Synthetic Biology Publications: Top Ten

  • Posted on 20 September, 2016

Synthetic biology first entered the scientific lexicon in 1970s in the wake of the then recent developments in recombinant DNA technology when Waclaw Szybalski[i][ii] proposed a “new era of synthetic biology” ‘referencing ‘modules’, ‘control elements’ and ‘circuits’. The first examples of synthetic biology circuits appeared in 2000, with side-by-side papers in Nature describing bacterial cells programmed with basic circuits to create devices such as a toggle switch[iii] and biological clock[iv]. What followed has been a continuous increase in synthetic biology publications. These publications reflect the rapidly maturing of synthetic biology as an engineering discipline and its evolution from laboratory to a major driver of industrial change within the bioecomony.

Analysis on SciCurve revealed that between 1996-2016 there have been 5,254 research publications about synthetic biology. The majority of papers in this sector are from the US, with the UK in second place. The University of California leads the top ten academic institutions publishing on synthetic biology, with Massachusetts Institute of Technology in second and Imperial College London in third. Other UK academic institutions listed in the top ten are University of Manchester and University of Edinburgh.

The UK is at the forefront of global research in synthetic biology and is ranked only behind the US for the numbers of scientific papers published in the sector. The challenge ahead for the UK is to translate these research outputs into commercial opportunities.
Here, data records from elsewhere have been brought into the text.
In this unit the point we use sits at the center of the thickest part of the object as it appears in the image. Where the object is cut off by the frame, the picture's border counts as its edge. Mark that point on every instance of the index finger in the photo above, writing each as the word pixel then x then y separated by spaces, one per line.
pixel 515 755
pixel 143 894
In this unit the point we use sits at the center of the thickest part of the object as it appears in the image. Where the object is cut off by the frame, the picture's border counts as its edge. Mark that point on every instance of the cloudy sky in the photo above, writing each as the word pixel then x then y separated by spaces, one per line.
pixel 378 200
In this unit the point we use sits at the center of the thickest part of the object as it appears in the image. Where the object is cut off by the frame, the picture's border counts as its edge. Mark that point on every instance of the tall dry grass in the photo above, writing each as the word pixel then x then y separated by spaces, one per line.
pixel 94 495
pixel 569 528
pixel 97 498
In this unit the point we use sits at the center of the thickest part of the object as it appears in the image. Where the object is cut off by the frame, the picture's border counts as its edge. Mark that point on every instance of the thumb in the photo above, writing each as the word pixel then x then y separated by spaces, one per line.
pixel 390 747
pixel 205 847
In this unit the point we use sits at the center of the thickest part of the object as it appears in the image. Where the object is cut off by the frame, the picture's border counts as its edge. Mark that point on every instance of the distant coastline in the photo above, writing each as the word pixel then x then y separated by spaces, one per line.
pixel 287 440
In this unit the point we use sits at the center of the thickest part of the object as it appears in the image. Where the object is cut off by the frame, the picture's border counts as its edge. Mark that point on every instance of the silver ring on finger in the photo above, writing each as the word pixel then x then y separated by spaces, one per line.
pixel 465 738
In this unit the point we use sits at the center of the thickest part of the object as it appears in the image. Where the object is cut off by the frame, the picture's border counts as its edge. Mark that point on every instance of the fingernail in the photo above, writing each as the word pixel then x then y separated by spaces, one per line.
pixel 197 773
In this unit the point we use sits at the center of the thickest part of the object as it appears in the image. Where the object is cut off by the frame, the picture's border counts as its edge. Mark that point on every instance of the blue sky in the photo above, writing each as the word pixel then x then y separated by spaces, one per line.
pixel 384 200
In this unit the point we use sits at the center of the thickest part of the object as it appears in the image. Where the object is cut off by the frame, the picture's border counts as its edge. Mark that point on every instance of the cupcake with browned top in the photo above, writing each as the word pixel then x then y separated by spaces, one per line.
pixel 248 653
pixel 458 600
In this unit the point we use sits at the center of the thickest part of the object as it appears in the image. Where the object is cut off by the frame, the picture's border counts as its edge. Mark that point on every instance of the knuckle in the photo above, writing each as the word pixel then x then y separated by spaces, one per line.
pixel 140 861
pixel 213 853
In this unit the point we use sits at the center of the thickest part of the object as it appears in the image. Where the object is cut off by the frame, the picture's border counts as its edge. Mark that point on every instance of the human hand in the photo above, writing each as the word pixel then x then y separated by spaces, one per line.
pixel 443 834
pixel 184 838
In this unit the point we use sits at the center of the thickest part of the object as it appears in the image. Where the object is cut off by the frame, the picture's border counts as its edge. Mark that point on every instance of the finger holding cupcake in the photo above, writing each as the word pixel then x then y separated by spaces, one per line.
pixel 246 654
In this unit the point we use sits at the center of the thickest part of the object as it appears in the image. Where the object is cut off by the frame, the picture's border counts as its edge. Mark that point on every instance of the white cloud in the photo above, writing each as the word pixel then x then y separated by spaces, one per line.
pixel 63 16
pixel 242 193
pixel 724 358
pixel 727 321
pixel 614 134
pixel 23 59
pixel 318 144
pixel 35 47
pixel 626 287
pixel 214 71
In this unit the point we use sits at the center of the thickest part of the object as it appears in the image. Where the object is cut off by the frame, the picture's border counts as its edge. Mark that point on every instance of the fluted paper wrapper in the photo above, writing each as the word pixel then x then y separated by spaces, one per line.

In response, SynbiCITE and the Rainbow Seed Fund have joined together to create Bio-Start, a competition designed to help facilitate early stage commercialization of synthetic biology in the UK.

Competition details can be found at

[i] Wacław Szybalski, In Vivo and in Vitro Initiation of Transcription, Page 405. In: A. Kohn and A. Shatkay (Eds.), Control of Gene Expression, pp. 23–4, and Discussion pp. 404–5 (Szybalski's concept of Synthetic Biology), 411–2, 415–7. New York: Plenum Press, 1974.

[ii] Szybalski, W; Skalka, A (1978). "Nobel prizes and restriction enzymes". Gene. 4 (3): 181–2.

[iii] Collins, James J.; Gardner, Timothy S.; Cantor, Charles R. (2000). "Construction of a genetic toggle switch in Escherichia coli". Nature. 403 (6767): 339–342.

[iv] Elowitz, Michael B.; Leibler, Stanislas (2000). "A synthetic oscillatory network of transcriptional regulators". Nature. 403 (6767): 335–338.